Department of Biological Chemistry and Interdisciplinary Center for Neuronal Computation (ICNC), The Hebrew University of Jerusalem, Jerusalem 91904, Israel.
Neurobiol Dis. 2010 Oct;40(1):348-59. doi: 10.1016/j.nbd.2010.06.011. Epub 2010 Jun 30.
Down syndrome (DS) associates with impaired brain functions, but the underlying mechanism(s) are yet unclear. The "gene dosage" hypothesis predicts that in DS, overexpression of a single gene can impair multiple brain functions through a signal amplification effect due to impaired regulatory mechanism(s). Here, we report findings attributing to impairments in the splicing process such a regulatory role. We have used DS fetal brain samples in search for initial evidence and employed engineered mice with MMU16 partial trisomy (Ts65Dn) or direct excess of the splicing-associated nuclear kinase Dyrk1A, overdosed in DS for further analyses. We present specific albeit modest changes in the DS brain's splicing machinery with subsequently amplified effects in target transcripts; and we demonstrate that engineered excess of Dyrk1A can largely recapitulate these changes. Specifically, in both the fetal DS brains and the Dyrk1A overdose models, we found ample modestly modified splicing-associated transcripts which apparently induced secondary enhancement in exon inclusion of key synaptic transcripts. Thus, DS-reduced levels of the dominant-negative TRKBT1 transcript, but not other TRKB mRNA transcripts, were accompanied by corresponding decreases in BDNF. In addition, the DS brains and Dyrk1A overdosage models showed selective changes in the transcripts composition of neuroligin mRNAs as well as reductions in the "synaptic" acetylcholinesterase variant AChE-S mRNA and corresponding increases in the stress-inducible AChE-R mRNA variant, yielding key synaptic proteins with unusual features. In cotransfected cells, Dyrk1A overdosage caused parallel changes in the splicing pattern of an AChE mini-gene, suggesting that Dyrk1A overdosage is both essential and sufficient to induce the observed change in the composition of AChE mRNA variants. Furthermore, the Dyrk1A overdosage animal models showed pronounced changes in the structure of neuronal nuclear speckles, where splicing events take place and in SR proteins phosphorylation known to be required for the splicing process. Together, our findings demonstrate DS-like brain splicing machinery malfunctioning in Dyrk1A overexpressing mice. Since individual splicing choices may alter cell fate determination, axon guidance, and synaptogenesis, these findings suggest the retrieval of balanced splicing as a goal for DS therapeutic manipulations early in DS development.

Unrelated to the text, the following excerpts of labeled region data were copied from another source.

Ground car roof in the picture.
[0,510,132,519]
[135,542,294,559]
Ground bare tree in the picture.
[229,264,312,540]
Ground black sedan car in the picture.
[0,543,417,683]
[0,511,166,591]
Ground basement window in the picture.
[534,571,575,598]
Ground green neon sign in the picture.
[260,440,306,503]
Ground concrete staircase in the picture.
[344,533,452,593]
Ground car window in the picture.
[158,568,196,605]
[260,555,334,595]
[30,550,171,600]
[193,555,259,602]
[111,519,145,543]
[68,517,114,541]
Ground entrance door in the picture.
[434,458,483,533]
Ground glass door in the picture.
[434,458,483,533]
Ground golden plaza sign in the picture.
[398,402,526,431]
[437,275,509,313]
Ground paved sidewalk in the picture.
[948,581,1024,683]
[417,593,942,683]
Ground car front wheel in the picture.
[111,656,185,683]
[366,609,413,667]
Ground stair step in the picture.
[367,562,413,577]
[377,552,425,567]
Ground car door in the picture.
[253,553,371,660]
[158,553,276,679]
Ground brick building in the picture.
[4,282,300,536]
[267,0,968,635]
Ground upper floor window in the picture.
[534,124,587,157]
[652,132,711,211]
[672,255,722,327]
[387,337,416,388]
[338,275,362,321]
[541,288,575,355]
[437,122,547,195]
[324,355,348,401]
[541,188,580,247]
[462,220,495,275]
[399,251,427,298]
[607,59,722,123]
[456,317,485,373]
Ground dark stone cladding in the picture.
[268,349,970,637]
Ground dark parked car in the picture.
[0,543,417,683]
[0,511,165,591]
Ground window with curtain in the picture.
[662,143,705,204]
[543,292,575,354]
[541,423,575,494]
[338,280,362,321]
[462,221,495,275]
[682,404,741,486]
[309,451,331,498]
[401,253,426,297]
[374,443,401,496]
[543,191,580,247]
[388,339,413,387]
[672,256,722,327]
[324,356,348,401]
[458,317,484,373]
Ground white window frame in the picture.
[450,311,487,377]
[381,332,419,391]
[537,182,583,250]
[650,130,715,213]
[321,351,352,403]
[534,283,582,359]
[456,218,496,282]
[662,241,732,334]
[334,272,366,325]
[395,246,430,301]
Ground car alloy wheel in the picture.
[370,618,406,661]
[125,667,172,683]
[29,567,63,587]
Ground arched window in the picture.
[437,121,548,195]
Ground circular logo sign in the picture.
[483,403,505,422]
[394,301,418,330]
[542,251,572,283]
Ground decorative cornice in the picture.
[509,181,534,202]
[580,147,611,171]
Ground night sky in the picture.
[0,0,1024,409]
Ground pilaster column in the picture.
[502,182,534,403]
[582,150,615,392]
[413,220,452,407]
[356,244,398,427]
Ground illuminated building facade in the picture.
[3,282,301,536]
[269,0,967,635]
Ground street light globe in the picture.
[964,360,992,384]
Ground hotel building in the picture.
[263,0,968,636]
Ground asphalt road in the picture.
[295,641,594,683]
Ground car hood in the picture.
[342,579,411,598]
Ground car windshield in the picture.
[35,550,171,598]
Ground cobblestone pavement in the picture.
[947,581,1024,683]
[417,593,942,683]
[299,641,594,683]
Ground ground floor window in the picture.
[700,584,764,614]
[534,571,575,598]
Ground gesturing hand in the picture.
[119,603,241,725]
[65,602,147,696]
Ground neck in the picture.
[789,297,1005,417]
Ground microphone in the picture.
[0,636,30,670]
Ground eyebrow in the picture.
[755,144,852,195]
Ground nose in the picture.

唐氏综合征(DS)与大脑功能障碍有关,但潜在的机制尚不清楚。“基因剂量”假说预测,在 DS 中,单个基因的过度表达可能会通过信号放大效应损害多种大脑功能,因为调节机制受损。在这里,我们报告了归因于剪接过程的发现,该过程具有这种调节作用。我们使用 DS 胎脑样本寻找初步证据,并使用 MMU16 部分三体(Ts65Dn)或直接过量具有剪接相关核激酶 Dyrk1A 的工程化小鼠进行进一步分析,该基因在 DS 中过量表达。我们提出了 DS 大脑剪接机制的具体但适度的变化,随后在靶转录物中放大了这些变化;我们证明,工程化过量的 Dyrk1A 可以很大程度上再现这些变化。具体来说,在胎儿 DS 大脑和 Dyrk1A 过表达模型中,我们发现大量适度修饰的剪接相关转录物,这些转录物显然诱导了关键突触转录物外显子包含的二次增强。因此,DS 中显性负 TRKBT1 转录物的水平降低,但其他 TRKB mRNA 转录物没有降低,与 BDNF 相应降低有关。此外,DS 大脑和 Dyrk1A 过表达模型显示神经黏附素 mRNA 的转录物组成发生选择性变化,以及“突触”乙酰胆碱酯酶变体 AChE-S mRNA 减少和应激诱导的 AChE-R mRNA 变体增加,产生具有异常特征的关键突触蛋白。在共转染细胞中,Dyrk1A 过表达导致 AChE 微基因剪接模式的平行变化,表明 Dyrk1A 过表达对于诱导观察到的 AChE mRNA 变体组成变化是必要和充分的。此外,Dyrk1A 过表达动物模型显示神经元核斑点结构的明显变化,其中发生剪接事件,以及 SR 蛋白磷酸化,这是剪接过程所必需的。总之,我们的发现表明 Dyrk1A 过表达小鼠中存在类似于 DS 的大脑剪接机制功能障碍。由于单个剪接选择可能改变细胞命运决定、轴突导向和突触发生,这些发现表明,在 DS 发育早期,恢复平衡剪接作为 DS 治疗干预的目标。